The created plot is displayed on the graphic device. The returned object is a lists that contain two elements: an object with plot and a table with results.
# Genes with p < 0.05 and 2-fold changed expression between compared groups
# are considered significant. Remember to use the first element of list object
# returned by RQ_ddCt() function:
RQ.volcano.pairwise <- results_volcano(data = results.ddCt.pairwise[[1]],
mode = "depends.adj",
p.threshold = 0.05,
FCh.threshold = 1.5)
# Access the table with results:
head(as.data.frame(RQ.volcano.pairwise[[2]]))
#> Gene After_mean Before_mean After_sd Before_sd After_norm_p Before_norm_p
#> 1 Gene10 3.4842353 3.2941765 0.9051358 1.3854897 0.1317249 0.79709435
#> 2 Gene13 6.6754706 6.5255882 0.8060583 0.5893336 0.7451515 0.41911404
#> 3 Gene14 6.0054118 5.6788824 0.4614858 0.6721121 0.5598084 0.01920284
#> 4 Gene15 7.2110588 6.5512941 0.9833445 0.9034758 0.1092715 0.05594945
#> 5 Gene16 -0.1601765 -0.8746471 0.8306935 0.5154298 0.2380653 0.28735006
#> 6 Gene17 4.0798824 3.7351176 0.7764462 0.6373618 0.7268583 0.90708293
#> FCh log10FCh FCh_sd t_test_p t_test_stat MW_test_p
#> 1 1.5731857 0.19678000 1.5533045 0.66262724 0.4445108 0.554033858
#> 2 1.1437228 0.05832077 0.7683948 0.57420244 0.5736167 0.758312374
#> 3 0.9376122 -0.02797677 0.5691316 0.13105688 1.5915084 0.162571759
#> 4 1.1067408 0.04404593 1.4292426 0.09330078 1.7845808 0.092859531
#> 5 0.7577723 -0.12046129 0.5356882 0.01041055 2.9014075 0.005618046
#> 6 0.9001501 -0.04568507 0.4176108 0.11749771 1.6545444 0.123929225
#> MW_test_stat t_test_p_adj MW_test_p_adj test.for.comparison p.used
#> 1 0.5917263 0.66262724 0.66484063 t.student's.test 0.66262724
#> 2 0.3076977 0.66262724 0.82724986 t.student's.test 0.66262724
#> 3 1.3964742 0.22466894 0.27869444 Mann-Whitney.test 0.27869444
#> 4 1.6805028 0.22392187 0.24785845 t.student's.test 0.22392187
#> 5 2.7692792 0.04164219 0.02247218 t.student's.test 0.04164219
#> 6 1.5384885 0.22466894 0.24785845 t.student's.test 0.22466894
#> Selected as significant?
#> 1 No
#> 2 No
#> 3 No
#> 4 No
#> 5 No
#> 6 No
results_boxplot()
function (a pairwise
approach)This function creates a boxplot that illustrates the distribution of
the data for the genes.

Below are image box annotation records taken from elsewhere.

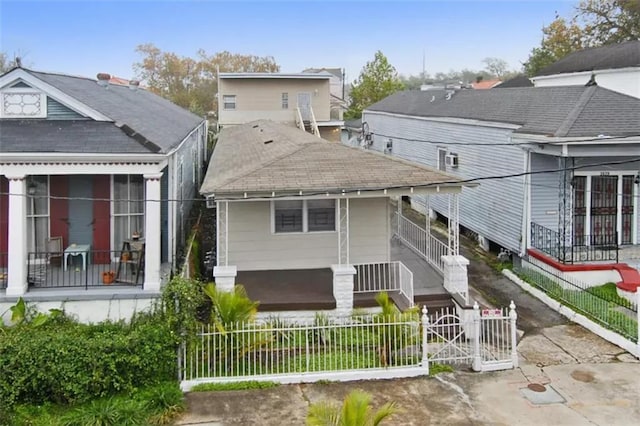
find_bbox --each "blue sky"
[0,0,577,81]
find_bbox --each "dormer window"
[0,87,47,118]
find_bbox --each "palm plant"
[307,389,398,426]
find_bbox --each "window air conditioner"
[444,154,458,167]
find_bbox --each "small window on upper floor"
[0,87,47,118]
[222,95,236,109]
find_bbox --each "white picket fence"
[395,213,448,274]
[353,261,414,306]
[179,304,518,390]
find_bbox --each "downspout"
[520,148,531,257]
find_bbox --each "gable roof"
[366,86,640,137]
[200,120,475,198]
[0,119,150,154]
[537,40,640,76]
[2,68,203,153]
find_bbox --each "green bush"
[0,314,177,411]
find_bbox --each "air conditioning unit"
[444,154,458,167]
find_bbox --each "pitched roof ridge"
[554,86,598,137]
[211,125,313,190]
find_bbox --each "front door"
[298,92,311,121]
[69,175,93,245]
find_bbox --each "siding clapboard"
[363,112,526,255]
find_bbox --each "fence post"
[422,305,429,374]
[636,288,640,359]
[471,301,482,371]
[509,300,518,368]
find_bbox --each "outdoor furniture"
[64,244,91,271]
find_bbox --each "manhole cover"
[527,383,547,392]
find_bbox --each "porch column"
[144,173,162,291]
[331,265,356,315]
[7,175,27,296]
[216,201,229,266]
[447,194,460,256]
[337,198,349,265]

It is similar to
control_boxplot_gene()
function; however, some new options
are added, including gene selection, faceting, addition of mean points
to boxes, and statistical significance labels.
Data objects returned from the make_Ct_ready()
and
delta_Ct() functions
can be directly applied to this
function (see The summary of
standard workflow).
final.boxplot.pairwise <- results_boxplot(data = data.dCt.pairwise.F,
sel.Gene = c("Gene8","Gene19"),
by.group = TRUE,
signif.show = TRUE,
signif.labels = c("***","*"),
signif.dist = 1.2,
faceting = TRUE,
facet.row = 1,
facet.col = 2,
y.exp.up = 0.1,
y.axis.title = "dCt")
If the order of groups in the legend should be changes (to put Before group as first), the levels of the variable with group names should be reordered:
data.dCt.pairwise.F$Group <- factor(data.dCt.pairwise.F$Group, levels = c("Before", "After"))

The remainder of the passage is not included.